The two sections should be construed in pari materia and this rule of construction is emphasized by the fact that each section specifically refers to the other section. For example, the notice provided for in F.S. § 642.01, F.S.A., must be in conformity to the provisions of F.S. § 642.02, F.S.A.

In the sections of the final decree hereinabove quoted it is significant to note that the chancellor determined that it was “within the jurisdiction of the insurance commissioner to determine that a designated policy is ‘unjust’, ‘unfair’ or ‘inequitable’ because the premium charged is unreasonably disproportionate to the benefits afforded by the policy” and also held that the notice must specify the policy, *325or policies, as to which such hearings shall be held. He then qualified the last above mentioned holdings by determining that “a charge that a particular policy, or a group of policies, is unjust, unfair or inequitable merely because in a given short period of time the premiums received greatly exceeded the benefits paid in one State is wholly insufficient.
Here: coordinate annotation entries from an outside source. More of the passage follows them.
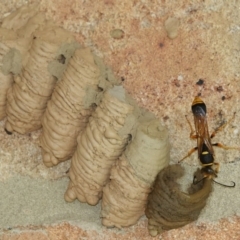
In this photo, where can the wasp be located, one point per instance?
(206, 155)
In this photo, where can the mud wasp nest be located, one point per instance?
(125, 196)
(33, 86)
(57, 87)
(15, 41)
(67, 112)
(99, 146)
(168, 207)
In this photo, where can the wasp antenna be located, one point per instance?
(234, 184)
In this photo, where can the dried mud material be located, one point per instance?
(169, 207)
(70, 106)
(15, 41)
(32, 88)
(99, 146)
(125, 196)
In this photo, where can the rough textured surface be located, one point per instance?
(67, 114)
(99, 146)
(169, 206)
(32, 88)
(162, 75)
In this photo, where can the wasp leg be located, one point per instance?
(192, 133)
(217, 167)
(224, 146)
(189, 153)
(222, 126)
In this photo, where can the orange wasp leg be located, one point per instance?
(192, 136)
(189, 153)
(224, 146)
(219, 129)
(192, 133)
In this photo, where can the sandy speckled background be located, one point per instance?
(162, 75)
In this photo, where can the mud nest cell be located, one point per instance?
(168, 207)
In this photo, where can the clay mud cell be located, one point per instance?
(93, 99)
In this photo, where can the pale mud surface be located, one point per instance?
(161, 74)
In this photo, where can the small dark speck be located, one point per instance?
(200, 82)
(219, 88)
(61, 59)
(165, 118)
(9, 133)
(161, 45)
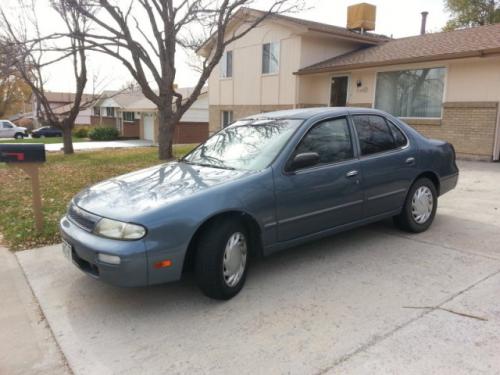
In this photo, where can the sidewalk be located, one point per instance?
(79, 146)
(26, 345)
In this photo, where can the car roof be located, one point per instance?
(305, 113)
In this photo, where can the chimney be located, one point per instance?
(424, 22)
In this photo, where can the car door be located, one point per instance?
(387, 163)
(325, 195)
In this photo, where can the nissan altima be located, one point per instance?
(261, 185)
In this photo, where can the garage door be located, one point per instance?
(149, 127)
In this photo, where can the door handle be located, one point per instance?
(351, 173)
(410, 160)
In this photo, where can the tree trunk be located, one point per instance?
(166, 127)
(68, 140)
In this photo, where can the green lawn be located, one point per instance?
(61, 178)
(41, 140)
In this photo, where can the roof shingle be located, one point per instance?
(475, 41)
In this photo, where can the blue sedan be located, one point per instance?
(261, 185)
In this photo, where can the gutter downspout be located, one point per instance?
(496, 145)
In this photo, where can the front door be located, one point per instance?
(338, 93)
(323, 196)
(148, 127)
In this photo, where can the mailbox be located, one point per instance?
(22, 153)
(29, 158)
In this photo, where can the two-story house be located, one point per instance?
(446, 85)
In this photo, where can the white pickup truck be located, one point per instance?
(10, 130)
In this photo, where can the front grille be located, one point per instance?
(82, 218)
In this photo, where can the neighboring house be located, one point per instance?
(60, 102)
(446, 85)
(136, 116)
(112, 110)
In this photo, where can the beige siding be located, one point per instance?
(467, 80)
(249, 86)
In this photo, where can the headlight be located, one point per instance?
(119, 230)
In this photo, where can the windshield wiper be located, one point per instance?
(208, 165)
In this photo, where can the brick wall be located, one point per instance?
(469, 126)
(239, 111)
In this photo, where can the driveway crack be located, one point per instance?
(379, 338)
(443, 246)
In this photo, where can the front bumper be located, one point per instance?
(132, 270)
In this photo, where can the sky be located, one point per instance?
(396, 18)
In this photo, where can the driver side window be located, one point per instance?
(330, 139)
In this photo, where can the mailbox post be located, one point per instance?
(28, 157)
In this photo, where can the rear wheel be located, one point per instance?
(419, 208)
(221, 259)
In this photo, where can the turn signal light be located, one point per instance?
(163, 264)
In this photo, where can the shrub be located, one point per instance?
(103, 134)
(81, 133)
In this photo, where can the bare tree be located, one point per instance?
(14, 92)
(29, 53)
(144, 36)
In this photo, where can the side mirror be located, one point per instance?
(304, 160)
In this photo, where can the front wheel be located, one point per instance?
(221, 259)
(419, 208)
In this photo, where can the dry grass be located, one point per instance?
(61, 178)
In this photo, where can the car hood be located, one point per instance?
(127, 197)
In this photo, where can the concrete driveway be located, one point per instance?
(79, 146)
(373, 300)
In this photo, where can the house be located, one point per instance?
(112, 110)
(135, 116)
(446, 85)
(60, 103)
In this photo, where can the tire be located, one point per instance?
(417, 218)
(212, 275)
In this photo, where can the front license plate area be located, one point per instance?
(67, 250)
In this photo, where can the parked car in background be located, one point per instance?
(46, 131)
(258, 186)
(10, 130)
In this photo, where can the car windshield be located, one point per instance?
(246, 144)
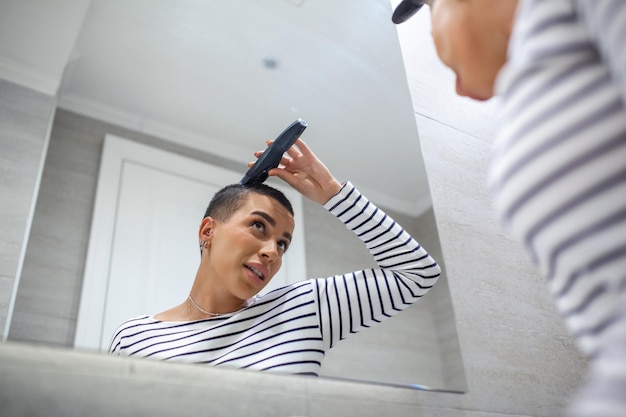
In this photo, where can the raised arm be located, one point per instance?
(351, 302)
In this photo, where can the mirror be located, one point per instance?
(211, 81)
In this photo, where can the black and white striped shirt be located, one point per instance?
(289, 330)
(559, 173)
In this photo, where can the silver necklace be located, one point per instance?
(208, 313)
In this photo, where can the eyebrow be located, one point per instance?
(271, 221)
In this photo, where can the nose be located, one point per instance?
(269, 250)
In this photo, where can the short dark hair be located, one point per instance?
(230, 199)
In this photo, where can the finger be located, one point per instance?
(304, 149)
(293, 151)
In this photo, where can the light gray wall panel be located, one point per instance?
(25, 117)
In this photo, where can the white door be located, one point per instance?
(143, 249)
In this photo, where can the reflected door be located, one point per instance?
(143, 251)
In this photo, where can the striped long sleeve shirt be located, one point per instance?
(559, 173)
(289, 329)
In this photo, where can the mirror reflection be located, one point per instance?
(210, 82)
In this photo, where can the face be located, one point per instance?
(469, 40)
(245, 252)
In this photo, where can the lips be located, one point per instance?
(257, 271)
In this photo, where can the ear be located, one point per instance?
(206, 227)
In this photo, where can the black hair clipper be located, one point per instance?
(272, 155)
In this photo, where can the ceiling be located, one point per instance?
(224, 76)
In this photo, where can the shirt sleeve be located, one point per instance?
(605, 21)
(350, 302)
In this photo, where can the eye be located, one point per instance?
(258, 225)
(283, 245)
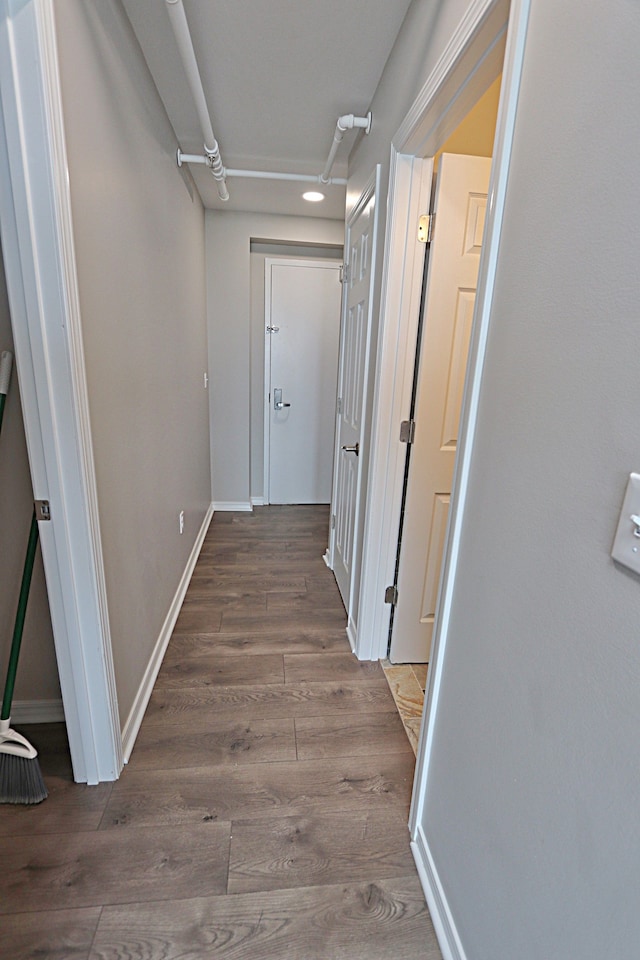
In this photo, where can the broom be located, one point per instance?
(20, 777)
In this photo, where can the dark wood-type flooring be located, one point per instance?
(263, 813)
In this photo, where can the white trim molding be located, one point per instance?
(409, 187)
(228, 506)
(441, 916)
(467, 67)
(371, 190)
(24, 712)
(37, 238)
(136, 714)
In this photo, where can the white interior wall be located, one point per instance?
(530, 808)
(37, 678)
(139, 239)
(236, 344)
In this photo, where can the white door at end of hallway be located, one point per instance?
(302, 320)
(454, 257)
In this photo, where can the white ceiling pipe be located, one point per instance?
(264, 174)
(347, 122)
(295, 177)
(181, 32)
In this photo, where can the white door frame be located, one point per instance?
(371, 189)
(472, 60)
(467, 66)
(326, 264)
(38, 248)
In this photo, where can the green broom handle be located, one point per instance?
(12, 669)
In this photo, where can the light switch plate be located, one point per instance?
(626, 546)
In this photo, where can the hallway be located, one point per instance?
(264, 810)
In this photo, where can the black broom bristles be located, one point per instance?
(20, 779)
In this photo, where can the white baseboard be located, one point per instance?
(131, 727)
(37, 711)
(443, 921)
(226, 506)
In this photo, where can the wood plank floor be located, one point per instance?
(263, 813)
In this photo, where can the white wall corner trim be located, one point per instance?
(38, 247)
(227, 506)
(136, 714)
(352, 636)
(37, 711)
(409, 187)
(444, 924)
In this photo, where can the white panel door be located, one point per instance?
(454, 258)
(302, 308)
(354, 361)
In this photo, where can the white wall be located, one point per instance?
(37, 678)
(531, 808)
(139, 237)
(531, 805)
(236, 343)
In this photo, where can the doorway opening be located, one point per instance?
(416, 580)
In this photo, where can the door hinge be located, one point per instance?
(43, 509)
(426, 225)
(407, 431)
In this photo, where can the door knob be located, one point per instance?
(277, 400)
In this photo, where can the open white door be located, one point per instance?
(454, 258)
(302, 312)
(355, 342)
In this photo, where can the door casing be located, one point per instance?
(466, 68)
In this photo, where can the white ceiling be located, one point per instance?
(277, 75)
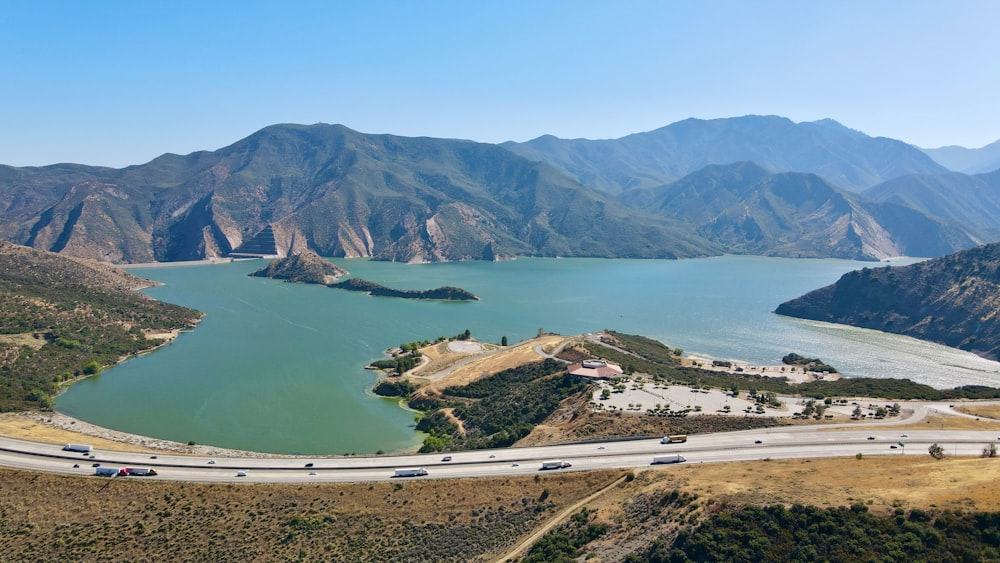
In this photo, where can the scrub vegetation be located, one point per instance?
(497, 410)
(635, 354)
(64, 319)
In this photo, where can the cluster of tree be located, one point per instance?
(657, 363)
(397, 387)
(807, 533)
(497, 410)
(809, 364)
(78, 327)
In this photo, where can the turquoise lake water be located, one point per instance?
(279, 367)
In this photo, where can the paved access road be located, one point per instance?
(775, 443)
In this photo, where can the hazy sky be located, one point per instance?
(117, 83)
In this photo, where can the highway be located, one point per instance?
(774, 443)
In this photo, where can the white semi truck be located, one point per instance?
(555, 464)
(137, 471)
(410, 472)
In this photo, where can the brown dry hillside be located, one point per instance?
(50, 517)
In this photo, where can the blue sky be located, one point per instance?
(118, 83)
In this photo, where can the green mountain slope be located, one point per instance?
(967, 200)
(751, 210)
(842, 156)
(968, 161)
(953, 300)
(62, 318)
(335, 191)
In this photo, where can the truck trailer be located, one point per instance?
(410, 472)
(137, 471)
(555, 464)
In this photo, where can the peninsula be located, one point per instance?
(309, 267)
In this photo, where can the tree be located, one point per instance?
(936, 451)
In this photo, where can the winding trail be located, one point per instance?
(559, 518)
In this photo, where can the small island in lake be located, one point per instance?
(303, 267)
(446, 293)
(309, 267)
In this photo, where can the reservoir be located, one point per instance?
(279, 367)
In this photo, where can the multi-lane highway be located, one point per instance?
(775, 443)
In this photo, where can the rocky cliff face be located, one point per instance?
(953, 300)
(332, 190)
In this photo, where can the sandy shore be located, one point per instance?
(57, 428)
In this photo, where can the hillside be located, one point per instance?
(61, 319)
(953, 300)
(335, 191)
(844, 157)
(959, 198)
(968, 161)
(752, 210)
(869, 507)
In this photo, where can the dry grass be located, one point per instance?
(51, 517)
(985, 411)
(18, 425)
(882, 482)
(462, 369)
(637, 514)
(933, 422)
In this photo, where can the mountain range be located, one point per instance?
(953, 300)
(754, 184)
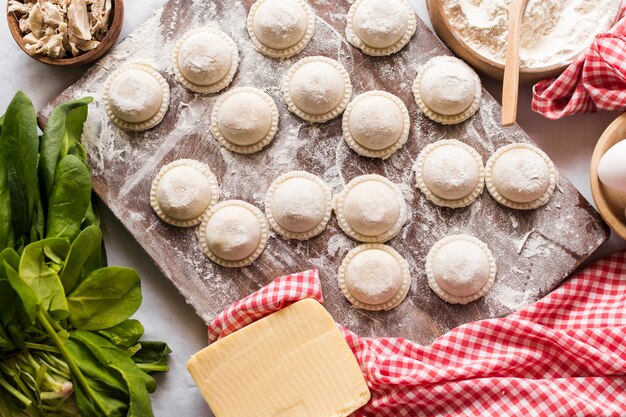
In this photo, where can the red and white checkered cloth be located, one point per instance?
(564, 356)
(596, 80)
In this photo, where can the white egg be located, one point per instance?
(612, 167)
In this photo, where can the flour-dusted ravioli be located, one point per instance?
(298, 205)
(374, 277)
(244, 120)
(460, 269)
(447, 90)
(281, 28)
(521, 176)
(376, 124)
(233, 233)
(450, 173)
(317, 88)
(136, 97)
(380, 27)
(205, 60)
(182, 191)
(370, 208)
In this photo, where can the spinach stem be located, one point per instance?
(147, 367)
(38, 346)
(45, 320)
(21, 397)
(9, 344)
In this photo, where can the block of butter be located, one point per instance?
(293, 363)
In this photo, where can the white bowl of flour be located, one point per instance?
(553, 34)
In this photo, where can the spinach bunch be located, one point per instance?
(67, 344)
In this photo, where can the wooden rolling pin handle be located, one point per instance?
(510, 85)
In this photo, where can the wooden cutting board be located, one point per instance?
(534, 250)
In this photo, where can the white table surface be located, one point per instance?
(164, 312)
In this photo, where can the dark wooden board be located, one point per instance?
(534, 250)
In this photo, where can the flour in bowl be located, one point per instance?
(553, 31)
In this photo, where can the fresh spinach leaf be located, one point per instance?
(105, 383)
(152, 357)
(36, 271)
(139, 401)
(19, 143)
(38, 225)
(83, 247)
(69, 200)
(124, 335)
(64, 128)
(105, 298)
(6, 227)
(28, 301)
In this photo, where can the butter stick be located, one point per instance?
(293, 363)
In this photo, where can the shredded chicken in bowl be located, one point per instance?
(61, 28)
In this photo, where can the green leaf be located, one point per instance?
(84, 246)
(64, 127)
(113, 358)
(36, 271)
(124, 335)
(152, 356)
(19, 144)
(6, 227)
(106, 384)
(26, 302)
(105, 298)
(70, 198)
(38, 225)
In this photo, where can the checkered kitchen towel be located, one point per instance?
(563, 356)
(594, 81)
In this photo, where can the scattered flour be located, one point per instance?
(125, 163)
(553, 31)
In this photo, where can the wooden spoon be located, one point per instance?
(511, 66)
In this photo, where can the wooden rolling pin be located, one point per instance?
(510, 85)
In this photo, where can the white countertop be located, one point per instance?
(165, 314)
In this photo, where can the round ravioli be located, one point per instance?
(136, 97)
(182, 191)
(460, 269)
(447, 90)
(298, 205)
(317, 88)
(376, 124)
(205, 60)
(380, 27)
(281, 28)
(370, 209)
(521, 176)
(244, 120)
(233, 233)
(450, 173)
(374, 277)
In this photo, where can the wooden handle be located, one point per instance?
(511, 67)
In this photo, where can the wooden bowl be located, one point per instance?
(449, 36)
(115, 27)
(610, 203)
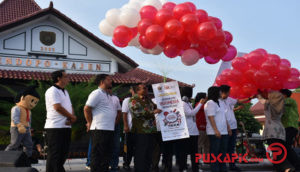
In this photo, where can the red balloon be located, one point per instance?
(249, 89)
(249, 74)
(169, 5)
(221, 81)
(216, 21)
(270, 67)
(235, 91)
(292, 83)
(155, 33)
(173, 28)
(134, 31)
(285, 62)
(228, 37)
(206, 31)
(219, 51)
(171, 50)
(284, 72)
(148, 12)
(255, 59)
(189, 22)
(202, 16)
(240, 64)
(260, 77)
(143, 25)
(295, 72)
(274, 58)
(192, 6)
(122, 34)
(217, 40)
(118, 44)
(211, 60)
(146, 43)
(180, 10)
(231, 54)
(163, 16)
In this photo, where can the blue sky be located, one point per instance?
(270, 24)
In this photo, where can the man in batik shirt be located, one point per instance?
(143, 126)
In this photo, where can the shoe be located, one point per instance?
(234, 168)
(126, 167)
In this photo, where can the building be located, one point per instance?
(35, 41)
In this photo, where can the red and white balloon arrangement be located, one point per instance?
(259, 70)
(157, 26)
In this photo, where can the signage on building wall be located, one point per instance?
(67, 64)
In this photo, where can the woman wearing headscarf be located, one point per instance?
(274, 132)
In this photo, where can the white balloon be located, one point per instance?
(156, 3)
(163, 1)
(156, 50)
(134, 41)
(136, 6)
(137, 1)
(112, 16)
(129, 17)
(106, 28)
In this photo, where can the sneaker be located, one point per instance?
(126, 167)
(234, 168)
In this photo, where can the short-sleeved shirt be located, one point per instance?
(211, 108)
(103, 110)
(229, 111)
(55, 95)
(125, 109)
(116, 103)
(142, 115)
(291, 115)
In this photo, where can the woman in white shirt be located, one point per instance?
(216, 128)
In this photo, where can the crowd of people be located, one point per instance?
(210, 120)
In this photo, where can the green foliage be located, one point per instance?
(244, 115)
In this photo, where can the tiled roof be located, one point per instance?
(11, 10)
(135, 76)
(151, 77)
(50, 10)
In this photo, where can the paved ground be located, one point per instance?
(78, 165)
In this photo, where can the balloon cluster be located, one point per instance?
(182, 30)
(259, 70)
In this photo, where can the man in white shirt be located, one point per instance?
(100, 116)
(116, 144)
(60, 116)
(127, 120)
(231, 120)
(192, 141)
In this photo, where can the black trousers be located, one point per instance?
(58, 140)
(143, 152)
(102, 144)
(127, 157)
(290, 134)
(192, 148)
(292, 159)
(181, 146)
(157, 148)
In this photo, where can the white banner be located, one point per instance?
(172, 119)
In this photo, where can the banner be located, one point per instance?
(172, 119)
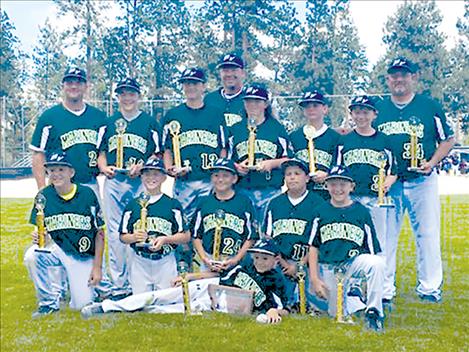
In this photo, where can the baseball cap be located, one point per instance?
(312, 97)
(265, 247)
(231, 60)
(402, 63)
(295, 162)
(224, 164)
(154, 164)
(192, 74)
(128, 83)
(339, 172)
(362, 101)
(255, 91)
(74, 72)
(57, 158)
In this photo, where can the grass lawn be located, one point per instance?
(412, 326)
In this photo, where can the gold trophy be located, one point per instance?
(175, 130)
(219, 220)
(383, 200)
(309, 132)
(40, 204)
(414, 123)
(143, 201)
(252, 127)
(121, 126)
(301, 275)
(185, 288)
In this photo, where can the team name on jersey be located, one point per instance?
(129, 140)
(362, 156)
(231, 222)
(342, 231)
(197, 137)
(262, 146)
(231, 119)
(81, 136)
(155, 224)
(67, 221)
(290, 226)
(246, 282)
(400, 127)
(320, 157)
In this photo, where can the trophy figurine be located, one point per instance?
(383, 200)
(175, 130)
(309, 132)
(40, 204)
(414, 123)
(121, 126)
(143, 201)
(301, 274)
(219, 220)
(252, 127)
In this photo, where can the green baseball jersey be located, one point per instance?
(232, 106)
(72, 224)
(432, 129)
(325, 142)
(271, 143)
(164, 218)
(289, 225)
(361, 155)
(201, 137)
(140, 139)
(237, 226)
(341, 234)
(78, 136)
(269, 287)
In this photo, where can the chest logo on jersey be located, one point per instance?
(155, 224)
(362, 156)
(231, 222)
(197, 137)
(289, 226)
(342, 231)
(262, 147)
(129, 141)
(67, 221)
(400, 127)
(320, 156)
(82, 136)
(246, 282)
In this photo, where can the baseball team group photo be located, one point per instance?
(226, 208)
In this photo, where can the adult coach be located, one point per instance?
(415, 191)
(229, 97)
(73, 127)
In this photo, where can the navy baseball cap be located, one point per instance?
(362, 101)
(295, 162)
(231, 61)
(265, 247)
(339, 172)
(255, 91)
(312, 97)
(58, 158)
(154, 164)
(129, 84)
(402, 63)
(75, 73)
(224, 164)
(193, 74)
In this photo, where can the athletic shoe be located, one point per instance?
(373, 320)
(91, 310)
(44, 310)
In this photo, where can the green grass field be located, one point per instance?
(412, 326)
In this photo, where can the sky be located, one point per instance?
(369, 17)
Too many other factors may cause a temporary condition of this nature where the premiums charged are actually just, fair and equitable.”

The charge contained in the notice was that the provisions of the policy forms, etc. were unjust, unfair, inequitable — -contrary to law and to the public policy of this State. The bill of particulars, or specification, with -reference to such charge, was that the value of the benefits provided therein are unreasonable in relation to the premium charged.

The charge and the specification contained in the notice were sufficient. They were not conclusive upon anyone. They mean no more than that from the information in possession of the Commissioner, which would include all reports required by law to be filed with the appellant, he was of the opinion that these charges appeared to be true and the appellee was notified of the time and place of a hearing, and it was called upon “to show cause why an order disapproving the policy forms should not be entered.” The Commissioner is not required to set forth in the notice, facts or evidence in his possession upon which his preliminary determination was made.

It is urged that the information obtained by the Commissioner of the operations for only a two-year period was not sufficient upon which to base the notice, charge and specification, because too many other factors should be considered when it is charged that the premiums are unjust, unfair and inequitable, and the Chancellor so found.

On a hearing before the Commissioner under the notice, charge and specification, every pertinent factor relating to the charge and specification may be presented by the appellee.

It is true that the statutes do not authorize the Commissioner to fix a rate, or rates, but they do authorize him to form an opinion from the facts in his possession as to whether or not the rates are just, fair and equitable.

The matters complained about by the appellee, which it is alleged were not considered by the Commissioner in making his preliminary determination and giving 'the notice, are mostly within the peculiar knowledge of the appellee. On a hearing, pursuant to -the notice, charge and specification, the appellee should be given the widest latitude in showing reasons why the preliminary determination of the Commissioner was wrong. After a hearing upon the notice, charge and specification and the evidence, should the appellee be dissatisfied with the final determination of the Commissioner, he has his remedy by certiorari as provided for in F.S. § 642.02, F.S.A.

That part of the final decree covered by paragraphs No. 7 and No. 9, wherein the Court held that the notice was “wholly insufficient” or that “specification 1 of Charge 2 is insufficient”, should be and is hereby reversed, and the balance of the decree is hereby affirmed.

Affirmed in part, and reversed in part, with directions to modify the final decree in accordance with this opinion.

TERRELL, Acting Chief Justice, and SEBRING and BARNS, JJ., concur.